Dolayısıyla, tek bir noktadan bu şekilde olası geleceğe bakabileceğimiz gibi, geçmiş olarak yaşadığımız şey de, aslında sonsuz sayıdaki sayısız olası geçmişlerin birbirlerine nüfuz ederek bir girişimin ortaya çıkarttığı en muhtemel geçmişin bir görüntüsü olduğunu görebiliriz. Yani, kuantum fiziğinin belirsizlik ilkesince evrenin tek bir geçmişi değil, dalgasal biçimde tüm olası geçmişlere sahip paralel evrenler şeklindeki geçmişleri mevcuttur ve her biri eşit derecede şimdiki evrenimiz kadar gerçektir. Ve bu olası geçmişlerin girişimi sonucu ortaya çıkan en muhtemel geçmişi ise, bilinç belirlemektedir. Daha doğrusu bir anlamda, onu araştırmaya kalktığımızda geçmişi de o anda oluştururuz.

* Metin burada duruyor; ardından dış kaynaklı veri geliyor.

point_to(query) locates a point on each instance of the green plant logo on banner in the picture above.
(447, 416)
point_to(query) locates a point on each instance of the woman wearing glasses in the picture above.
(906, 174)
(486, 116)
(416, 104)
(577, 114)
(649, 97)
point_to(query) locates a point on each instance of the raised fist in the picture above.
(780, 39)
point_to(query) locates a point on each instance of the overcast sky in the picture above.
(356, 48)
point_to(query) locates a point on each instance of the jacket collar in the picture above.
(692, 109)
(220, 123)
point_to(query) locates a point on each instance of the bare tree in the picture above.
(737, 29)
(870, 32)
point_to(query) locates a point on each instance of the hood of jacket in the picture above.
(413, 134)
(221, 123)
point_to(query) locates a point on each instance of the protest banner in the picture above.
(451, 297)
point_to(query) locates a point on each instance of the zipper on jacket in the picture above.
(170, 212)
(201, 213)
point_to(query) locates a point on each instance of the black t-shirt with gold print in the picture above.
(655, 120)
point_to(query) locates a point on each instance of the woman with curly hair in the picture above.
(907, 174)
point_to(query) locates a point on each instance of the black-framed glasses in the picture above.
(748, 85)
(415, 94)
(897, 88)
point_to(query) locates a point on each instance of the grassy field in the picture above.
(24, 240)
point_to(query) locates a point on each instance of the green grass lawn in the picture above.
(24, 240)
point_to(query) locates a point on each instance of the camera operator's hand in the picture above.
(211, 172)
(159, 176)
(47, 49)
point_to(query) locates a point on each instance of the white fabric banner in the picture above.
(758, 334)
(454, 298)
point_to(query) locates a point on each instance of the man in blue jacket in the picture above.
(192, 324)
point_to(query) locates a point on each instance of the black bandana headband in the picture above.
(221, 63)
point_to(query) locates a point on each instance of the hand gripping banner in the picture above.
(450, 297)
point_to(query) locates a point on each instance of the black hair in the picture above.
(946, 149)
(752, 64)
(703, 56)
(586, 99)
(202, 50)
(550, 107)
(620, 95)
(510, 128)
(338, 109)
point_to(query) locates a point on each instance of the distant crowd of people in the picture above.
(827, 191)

Özetle, klasik fizik ya da yaşadığımız boyutta olaylar geri dönüşümsüz olarak hep tek yönlü ileriye doğru akarken, kuantum fiziğinde zaman, dolayısıyla olaylar hem ileri hem de geriye doğru gelişebilirler.

Bu yüzden, tanecikler arası mesafeler ne olursa olsun mekansal anlamda ani etkileşimler mevcut olduğu gibi, farklı zaman noktaları arasında da yani, geçmiş, şimdi ve gelecek kavramı ortadan kalkarak bu ani etkileşimler gerçekleşebilmektedir.

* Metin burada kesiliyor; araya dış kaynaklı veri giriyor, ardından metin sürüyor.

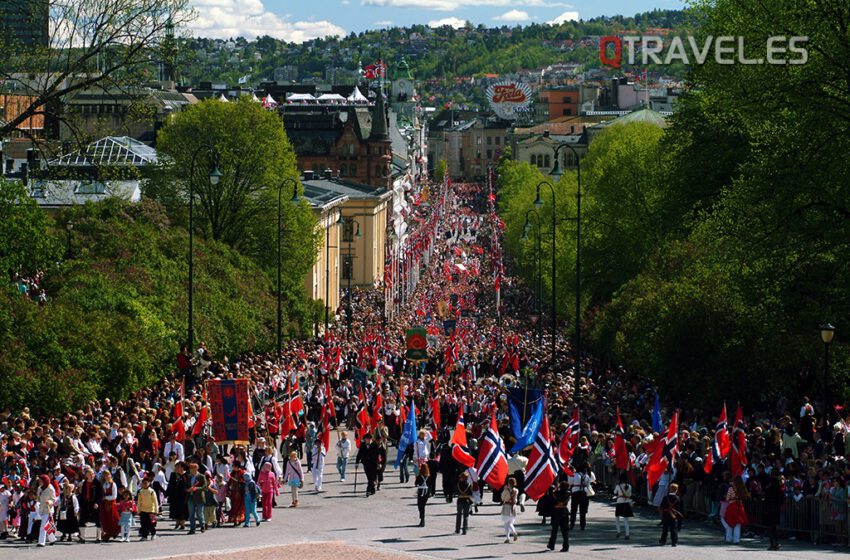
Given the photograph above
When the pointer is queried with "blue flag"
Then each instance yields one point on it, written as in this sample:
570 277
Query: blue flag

Tıpkı çift yarıklı deneydeki taneciklerin, karşılaştıkları (hesapta olmayan) yeni duruma karşı geçmiş durumlarını etkilemeleriyle, (geçmişe doğru zamanda yolculuk yapıp deneye uygun diğer alternatif özelliği ile yola çıkarak)(2) hemen o anda değişime uğramaları (ki bu esnada gözlemci sadece o andaki değişimi görür), farklı özelliklerini, davranış biçimlerini ortaya koymaları gibi. Detaylı olarak, “Düzensizliğin Düzeni Ve Kuantum Bilinç” başlıklı makalemizde değindiğimiz çift yarıklı deneyinde mesela, tanecikler tek tek çift yarıktan dalgasal özelliğini kullanarak her iki delikten aynı anda geçmesine karşın, perdeye ulaşmadan deney türünü değiştirdiğimizde yani, perdedeki dalga ölçer yerine, parçacık ölçeri (dedektörünü) devreye soktuğumuzda, o anda yarıklardan parçacık özelliğini kullanarak iki delikten sadece birinden geçmiş olduğunu bize göstermekteydi.

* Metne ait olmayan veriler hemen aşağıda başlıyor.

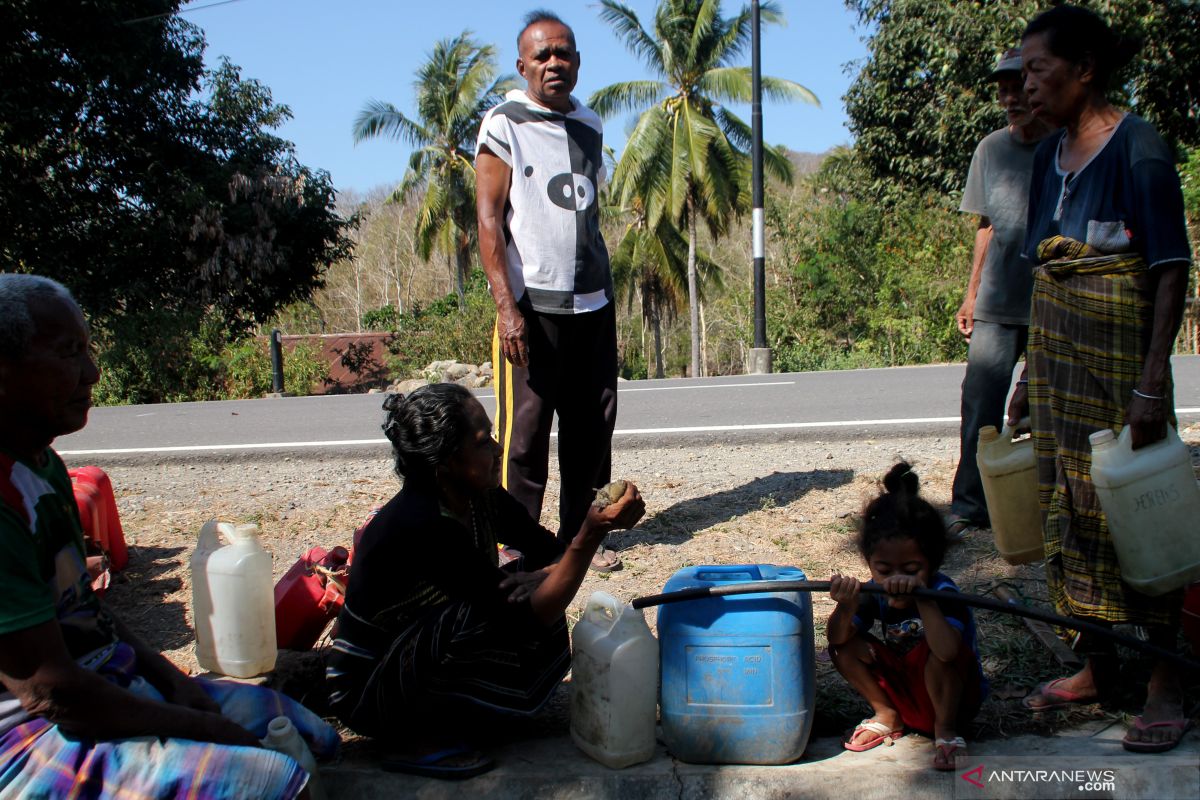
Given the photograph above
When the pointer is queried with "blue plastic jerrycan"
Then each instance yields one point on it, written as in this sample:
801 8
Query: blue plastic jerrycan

Ancak şunu da belirtmek gerekir ki, şu anki düşünce biçimi ve davranışlarımızın, geçmişteki durumlarımızı etkilemiş olsa da bu, yaşadığımız boyut açısından yine de bizlerin ellerimizle yaptıklarımızın bir sonraki aşamada bilfiil yaşayacak olmamızı değiştirmez, bilakis bu durumu daha güçlü kılar. Deneylerle kanıtlanmış olan bu kuantum olgusu, ayrı bir düşünce deneyiyle Prof. Fred A. Wolf tarafından şöyle ifade edilmektedir:

Bildiğimiz üzere fotonlar, 15 milyar yıl önce big-bangle başlayan çoğul evrenin bir, iki dakika sonrasında yayımlanmaya başlamış ve fotonlar o andan itibaren bize doğru yolculuk yapmaya devam etmektedir. Ancak ışık, galaksilerin ya da dev karadeliklerin uzay-zaman geometrisini bükmeleri dolayısıyla, çekimci mercek etkisine uğrayarak yollarından saparlar (bu yüzden olması gereken yerden farklı noktalardan görünürler) ve böylece bir fotonun izlemesi gereken yollar oldukça fazlalaşır. Kuantum fiziğini göz önüne aldığımızda, biz bu olayı gözlemlemediğimiz müddetçe fotonun izlemesi gereken bu olasılık uzayları (evrenleri) süperpozisyonda iç içe geçmiş vaziyette bulunurlar. Yani biz bu durumu incelemediğimiz müddetçe bir foton, tıpkı çift yarıklı deneyde dalgasal hareket eden tek bir foton ya da elektronun aynı anda iki delikten geçmesi gibi, dalgasal özelliği ile hareket ederek tüm yolları aynı anda kat etmektedir. Ancak biz, fotonun muhtemel geliş güzergâhına kameralar yerleştirmeye karar verdiğimizde, yine tıpkı çift yarıklı deneydeki olaya bakışımızın parçacığın hangi özelliğini ortaya koyacağını belirlediği gibi, foton dalgasal özelliğini bırakarak parçacık özelliğini sergileyecek ve bu yollardan sadece birini seçerek ilgili açıdaki kameralar tarafından görüntülenecektir.
Yani bir hafta önce verilen bir karar, 15 milyar yıl önceki ortamı (durumu) etkilemektedir. Demek ki bizler her an verdiğimiz bir kararla geçmişimizi etkileyerek aynı zamanda bunun günümüzde açığa çıkışını meydana getirmekteyiz.